If you store a fire extinguisher in a garage, basement, shed or outdoors, you might wonder if the cold from these uninsulated areas would damage the fire safety device. It depends on the type of fire extinguisher, but a typical ABC fire extinguisher has an operating temperatures of -65 to 120 degrees Fahrenheit. Since temperatures are more likely to approach 120 degrees Fahrenheit (for instance, a fire extinguisher in a car on a hot day could easily reach a temperature of 120 degrees), the extinguisher is more likely to get too hot to operate than too cold. In the United States, only Alaska and Montana have ever recorded temperatures as low as -65 degrees Fahrenheit, and these instances were record-breaking extremes, recorded decades ago. However, there are other hazards of the outdoors, making storing fire extinguishers outdoors unsuitable.
Types of Canisters
There are several different types of fire extinguishers, each made for different types of fires. Extinguishers made with water—water mist and pressurized water canisters—will freeze when stored at temperatures below 40 degrees Fahrenheit, as you might imagine. So will AFFF foam, FFFP foam and Class K extinguishers. Other fire extinguishers are more resistant to freezing temperatures, including the the widely used ABC extinguisher, which uses dry chemicals to put out electrical fires, oil fires and class A fires like wood, paper and textile fires. Fire extinguishers of pressurized water with antifreeze, halotron, halon, CO2, class D and other dry chemical fire extinguishers are all resistant to temperatures as cold as -40 degrees Fahrenheit.
Storing Your Canister
The National Fire Protection Association recommends that you have a fire extinguisher on each floor of your house. Bigger canisters are better for locations that won't be trafficked often, like a garage, while a five-pound canister is suitable for a kitchen or laundry room.
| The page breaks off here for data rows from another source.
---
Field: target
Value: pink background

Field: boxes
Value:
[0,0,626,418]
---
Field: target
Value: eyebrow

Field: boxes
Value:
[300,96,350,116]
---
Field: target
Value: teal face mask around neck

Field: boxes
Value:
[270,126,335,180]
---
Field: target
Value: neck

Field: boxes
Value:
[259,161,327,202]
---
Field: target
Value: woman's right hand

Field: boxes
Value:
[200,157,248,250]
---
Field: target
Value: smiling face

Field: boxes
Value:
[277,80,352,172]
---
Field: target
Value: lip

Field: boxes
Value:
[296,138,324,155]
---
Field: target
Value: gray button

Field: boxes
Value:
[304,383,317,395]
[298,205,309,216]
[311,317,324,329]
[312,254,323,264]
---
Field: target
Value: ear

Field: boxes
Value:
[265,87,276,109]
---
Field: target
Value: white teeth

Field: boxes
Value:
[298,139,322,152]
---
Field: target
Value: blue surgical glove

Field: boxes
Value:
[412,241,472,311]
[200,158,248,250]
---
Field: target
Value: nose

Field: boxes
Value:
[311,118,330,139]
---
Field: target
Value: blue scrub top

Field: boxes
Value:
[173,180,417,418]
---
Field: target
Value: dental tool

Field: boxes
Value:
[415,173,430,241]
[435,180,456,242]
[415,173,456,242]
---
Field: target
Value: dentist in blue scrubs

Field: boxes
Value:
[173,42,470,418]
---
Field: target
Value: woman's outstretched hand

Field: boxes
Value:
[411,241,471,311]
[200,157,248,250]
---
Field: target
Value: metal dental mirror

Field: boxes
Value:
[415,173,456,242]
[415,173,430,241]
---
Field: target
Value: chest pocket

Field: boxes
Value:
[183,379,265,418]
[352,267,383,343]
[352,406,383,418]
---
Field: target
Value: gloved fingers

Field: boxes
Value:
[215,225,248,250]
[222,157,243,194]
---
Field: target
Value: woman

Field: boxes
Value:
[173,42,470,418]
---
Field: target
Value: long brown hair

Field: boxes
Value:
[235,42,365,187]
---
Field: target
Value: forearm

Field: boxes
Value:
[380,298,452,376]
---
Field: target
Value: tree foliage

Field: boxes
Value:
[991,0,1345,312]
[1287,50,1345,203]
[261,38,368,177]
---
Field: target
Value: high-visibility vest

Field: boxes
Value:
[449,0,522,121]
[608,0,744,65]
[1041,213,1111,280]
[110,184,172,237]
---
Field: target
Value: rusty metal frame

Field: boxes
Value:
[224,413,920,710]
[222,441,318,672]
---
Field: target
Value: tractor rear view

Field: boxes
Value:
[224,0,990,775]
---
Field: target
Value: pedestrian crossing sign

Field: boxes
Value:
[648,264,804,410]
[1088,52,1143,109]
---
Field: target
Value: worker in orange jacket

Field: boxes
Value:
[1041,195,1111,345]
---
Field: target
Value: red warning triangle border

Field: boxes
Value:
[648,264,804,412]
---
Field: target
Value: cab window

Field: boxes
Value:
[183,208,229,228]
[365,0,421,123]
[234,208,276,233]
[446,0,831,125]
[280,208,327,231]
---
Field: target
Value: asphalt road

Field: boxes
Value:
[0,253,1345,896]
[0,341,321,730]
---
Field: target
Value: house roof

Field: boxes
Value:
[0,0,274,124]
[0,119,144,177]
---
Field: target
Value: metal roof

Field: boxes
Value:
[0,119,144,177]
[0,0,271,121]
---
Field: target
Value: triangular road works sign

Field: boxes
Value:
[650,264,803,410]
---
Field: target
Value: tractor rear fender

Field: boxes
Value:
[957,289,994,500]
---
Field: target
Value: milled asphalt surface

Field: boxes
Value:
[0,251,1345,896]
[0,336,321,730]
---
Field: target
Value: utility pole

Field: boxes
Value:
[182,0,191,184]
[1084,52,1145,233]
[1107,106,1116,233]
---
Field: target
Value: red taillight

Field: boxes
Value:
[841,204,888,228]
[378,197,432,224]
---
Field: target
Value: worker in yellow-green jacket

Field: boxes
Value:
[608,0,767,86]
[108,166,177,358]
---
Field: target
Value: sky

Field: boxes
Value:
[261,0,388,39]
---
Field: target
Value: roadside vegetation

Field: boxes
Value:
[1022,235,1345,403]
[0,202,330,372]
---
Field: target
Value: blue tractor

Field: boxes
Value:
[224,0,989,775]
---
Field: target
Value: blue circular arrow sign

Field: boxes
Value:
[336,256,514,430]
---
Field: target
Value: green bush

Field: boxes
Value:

Checking Your Canister For Damage
Even in normal temperatures, storing your fire extinguisher outdoors and subjecting it to precipitation and humidity can cause rust and corrosion that may result in the canister losing pressure, rendering it unusable. If your canister is dented, rusted or has a beat handle, it may be ineffective at releasing whatever substance is inside. Check the pressure gauge; if the needle is not in the green zone, you need to replace your canister. Also examine the can for signs of corrosion or a clogged nozzle. And remember, if you have used the canister, even if it's not empty, it needs to be replaced.